Neither of the parties can retain the HDB flat (if one is owned). You or your former spouse may only retain the HDB flat is either parties’ parents were the people who applied initially to buy the flat. If neither of you is eligible to keep the flat, the flat will be returned to HDB. HDB will compensate you for the price you paid, but the compensation amount you receive may be lower than the price you paid. In which case, if your flat is still under a mortgage or loan, the monies will be used to pay off that mortgage or loan and only after the mortgage or loan has been paid, will the balance be returned to your CPF account. Any shortfall in the amount will count as your loss, and you will not be required to top up the account.

What about my Children?

Any children born during the marriage is still considered legitimate children of the marriage even after the marriage has been annulled.

The Court in deciding the custody, care and control of a child treats the matter as if it were a divorce. You and your former spouse would need to support your child until he is of legal age.
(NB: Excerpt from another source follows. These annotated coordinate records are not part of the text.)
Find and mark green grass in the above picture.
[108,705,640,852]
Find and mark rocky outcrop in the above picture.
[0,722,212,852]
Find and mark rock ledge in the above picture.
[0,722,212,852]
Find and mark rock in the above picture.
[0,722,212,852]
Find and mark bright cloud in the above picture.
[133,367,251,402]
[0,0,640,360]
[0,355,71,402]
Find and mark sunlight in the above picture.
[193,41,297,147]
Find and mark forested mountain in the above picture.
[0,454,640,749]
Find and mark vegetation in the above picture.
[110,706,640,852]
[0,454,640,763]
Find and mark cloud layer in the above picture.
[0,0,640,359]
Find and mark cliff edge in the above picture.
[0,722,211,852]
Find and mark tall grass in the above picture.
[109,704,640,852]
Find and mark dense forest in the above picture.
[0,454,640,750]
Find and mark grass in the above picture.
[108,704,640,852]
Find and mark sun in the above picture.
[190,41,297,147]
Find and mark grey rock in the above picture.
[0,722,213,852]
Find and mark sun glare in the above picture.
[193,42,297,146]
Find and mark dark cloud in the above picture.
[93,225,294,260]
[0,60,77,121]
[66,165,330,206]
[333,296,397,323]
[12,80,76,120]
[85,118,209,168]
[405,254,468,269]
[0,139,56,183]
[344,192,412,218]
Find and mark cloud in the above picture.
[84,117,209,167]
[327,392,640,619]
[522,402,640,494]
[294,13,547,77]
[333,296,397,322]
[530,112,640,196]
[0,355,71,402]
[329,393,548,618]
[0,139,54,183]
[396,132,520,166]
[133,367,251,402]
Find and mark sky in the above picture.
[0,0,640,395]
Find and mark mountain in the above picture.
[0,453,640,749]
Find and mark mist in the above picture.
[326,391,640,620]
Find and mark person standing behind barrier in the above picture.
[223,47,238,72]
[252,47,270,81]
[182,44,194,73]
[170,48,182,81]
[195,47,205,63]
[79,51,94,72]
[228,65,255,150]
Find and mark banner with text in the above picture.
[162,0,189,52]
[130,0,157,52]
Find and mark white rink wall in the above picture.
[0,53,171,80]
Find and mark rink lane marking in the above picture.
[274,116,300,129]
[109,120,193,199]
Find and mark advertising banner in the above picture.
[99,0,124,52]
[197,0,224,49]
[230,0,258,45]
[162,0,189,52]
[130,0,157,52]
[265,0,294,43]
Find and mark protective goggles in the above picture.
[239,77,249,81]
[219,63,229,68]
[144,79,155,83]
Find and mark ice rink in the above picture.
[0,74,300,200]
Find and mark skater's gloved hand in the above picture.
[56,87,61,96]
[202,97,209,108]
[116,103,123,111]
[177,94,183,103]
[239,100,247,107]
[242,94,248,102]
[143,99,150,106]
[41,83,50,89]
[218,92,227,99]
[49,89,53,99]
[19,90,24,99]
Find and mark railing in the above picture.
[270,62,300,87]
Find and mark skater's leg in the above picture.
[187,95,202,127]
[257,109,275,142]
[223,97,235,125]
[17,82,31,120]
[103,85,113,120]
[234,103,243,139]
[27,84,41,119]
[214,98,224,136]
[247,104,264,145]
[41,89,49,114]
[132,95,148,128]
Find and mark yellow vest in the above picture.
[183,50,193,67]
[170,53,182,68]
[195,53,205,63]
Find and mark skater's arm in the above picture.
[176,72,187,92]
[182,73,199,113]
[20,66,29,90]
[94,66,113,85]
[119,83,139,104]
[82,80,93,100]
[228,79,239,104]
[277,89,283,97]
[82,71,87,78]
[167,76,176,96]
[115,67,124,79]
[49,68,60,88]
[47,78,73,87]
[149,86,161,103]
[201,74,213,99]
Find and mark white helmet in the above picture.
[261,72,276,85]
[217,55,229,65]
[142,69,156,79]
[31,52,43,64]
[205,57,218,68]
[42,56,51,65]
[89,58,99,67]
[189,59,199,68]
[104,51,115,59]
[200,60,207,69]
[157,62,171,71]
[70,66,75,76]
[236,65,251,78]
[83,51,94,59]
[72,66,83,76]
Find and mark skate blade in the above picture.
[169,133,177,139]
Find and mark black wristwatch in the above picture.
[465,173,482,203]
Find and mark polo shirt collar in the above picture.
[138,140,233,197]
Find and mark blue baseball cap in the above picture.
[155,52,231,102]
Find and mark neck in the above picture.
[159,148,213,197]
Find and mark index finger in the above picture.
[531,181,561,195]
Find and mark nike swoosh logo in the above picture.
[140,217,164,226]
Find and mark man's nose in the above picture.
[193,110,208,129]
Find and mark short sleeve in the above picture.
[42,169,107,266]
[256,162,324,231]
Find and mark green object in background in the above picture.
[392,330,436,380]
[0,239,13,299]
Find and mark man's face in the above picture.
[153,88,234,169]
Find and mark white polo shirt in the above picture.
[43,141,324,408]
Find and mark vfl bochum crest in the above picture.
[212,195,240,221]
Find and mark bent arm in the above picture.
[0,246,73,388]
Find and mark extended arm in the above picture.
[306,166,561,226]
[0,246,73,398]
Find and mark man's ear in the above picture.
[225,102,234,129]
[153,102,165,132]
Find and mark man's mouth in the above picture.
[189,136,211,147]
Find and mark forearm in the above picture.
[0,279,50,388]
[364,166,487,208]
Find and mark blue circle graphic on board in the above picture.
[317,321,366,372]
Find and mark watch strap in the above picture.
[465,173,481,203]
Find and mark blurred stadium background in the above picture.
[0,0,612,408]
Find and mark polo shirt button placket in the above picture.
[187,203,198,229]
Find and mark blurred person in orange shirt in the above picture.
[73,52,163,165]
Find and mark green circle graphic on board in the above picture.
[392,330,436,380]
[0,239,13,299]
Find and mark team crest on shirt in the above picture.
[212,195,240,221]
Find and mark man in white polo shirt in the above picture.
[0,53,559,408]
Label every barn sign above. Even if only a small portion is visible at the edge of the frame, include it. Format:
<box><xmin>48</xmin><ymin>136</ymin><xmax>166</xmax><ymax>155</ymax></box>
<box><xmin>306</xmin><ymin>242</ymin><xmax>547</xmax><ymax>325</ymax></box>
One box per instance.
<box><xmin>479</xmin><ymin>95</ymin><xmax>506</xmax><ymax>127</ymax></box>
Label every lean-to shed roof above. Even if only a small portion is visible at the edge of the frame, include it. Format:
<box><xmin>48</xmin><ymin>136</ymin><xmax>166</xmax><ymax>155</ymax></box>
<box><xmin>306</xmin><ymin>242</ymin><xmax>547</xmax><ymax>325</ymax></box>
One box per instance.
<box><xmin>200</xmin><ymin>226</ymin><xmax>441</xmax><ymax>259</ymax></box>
What about our Matrimonial Assets?

Your assets, apart from your HDB flat, which is dealt with in the abovementioned matter, is also treated the same way as if the process were a divorce. The Court will equitably divide the assets between the parties. It will take into account consideration many factors such as who owned what assets before the marriage and who was most involved and their contributions to the family.

How we can help?

We understand that while this process may be painful, it is sometimes necessary. Our lawyers are experienced in handling these matters, and if you wish to consider your options, please contact us, and we will have a fruitful consultation on the matter.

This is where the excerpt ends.